Yes, a root canal treatment can save your tooth, however, if the affected tooth cannot be saved, it may have to be pulled out. Keep reading to understand the basics of tooth abscess and available treatment options.
What is a Tooth Abscess?
A tooth abscess is a pocket or collection of pus caused by a bacterial infection that forms in your teeth and travels to surrounding tissue. The abscess forms in different parts of the tooth for varying reasons. A periapical abscess will occur at the tip of your toot and a periodontal abscess will occur in the gums next to the root of the tooth. A periapical abscess commonly occurs due to an injury, an untreated cavity or previous dental work.
The primary symptom of a tooth abscess is severe, throbbing toothache. The pain is often sudden but it gradually worsens in a few hours or days, making the teeth tender and sensitive.
The goal of treatment is to clear up the infection, which is possible by draining the abscess. A dentist may be able to save your tooth with a root canal treatment, however, in certain circumstances a tooth may have to be removed.
Abscesses should be considered an urgent problem and you should look for an appointment with an emergency dentist at the earliest possible time. Not treating a tooth abscess can result in serious, potentially life-threatening problems.
Tooth Abscess Treatment
Unlike in the case of some types of infections, an abscessed tooth will not improve on its own and must be treated as soon as possible by a dentist.
As mentioned earlier, there are two ways of treating an abscessed tooth: a root canal treatment, which will save the tooth, or having the tooth removed completely. Although a root canal treatment can save your tooth, it may not always be the best approach. Therefore, talk to your dentist about whether a root canal is suitable for you.
Saving abscessed tooth with root canal treatment
Most abscessed teeth can be saved with a root canal treatment. After a successful treatment, your tooth may be more brittle than normal in the long term, thus, it may require a crown for protection.
Root canals are generally performed by a dentist within 1-2 appointments, or more. In conditions that are more complex however, the dentist may refer you to an endodontist.
Before the treatment, the dentist may carry out a set of X-rays to check the affected tooth and form a clearer picture of the root canal and the extent of the damage, if any. The dentist will give you a local anaesthetic but if the tooth is dead and no longer sensitive, you will not require numbing.
Removing the pulp
Next, the dentist will open your tooth from the top flat part of your tooth (crown) to examine the soft tissue at the centre of your tooth, called the pulp. The dentist will remove any infected pulp in this area and drain the abscess.
Cleaning and filling
The root canal is often very narrow. Therefore, after removing the pulp, the dentist will clean and widen the root canal to allow easy filling. This may take several hours to complete and may require multiple visits.
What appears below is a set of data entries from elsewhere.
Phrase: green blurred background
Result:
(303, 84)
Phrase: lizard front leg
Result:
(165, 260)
The front incisors and canines have single roots with one root canal. The chewing teeth or the premolars and molars at the back have two to three roots, with one or two root canals each. The length of the treatment depends on the number of roots a tooth has. If treatment requires several sessions, the dentist will apply a medicine in the canal that has been cleaned to kill remaining bacterial between office visits. The dentist will also temporarily fill the teeth to seal them.
In case of an infection, the dentist may prescribe antibiotics to manage it.
Fixing the tooth
During your next visit, the dentist will remove the medication and temporary filling and place a root canal filling within the tooth. This will help seal the tooth and prevent infection from recurring.
Since root-filled teeth are brittle and much more susceptible to breakage, your dentist may recommend placing a crown to protect it. First, the tooth will be trimmed down to place a crown over it. A crown will completely cover your real tooth and cemented over to keep it securely in place.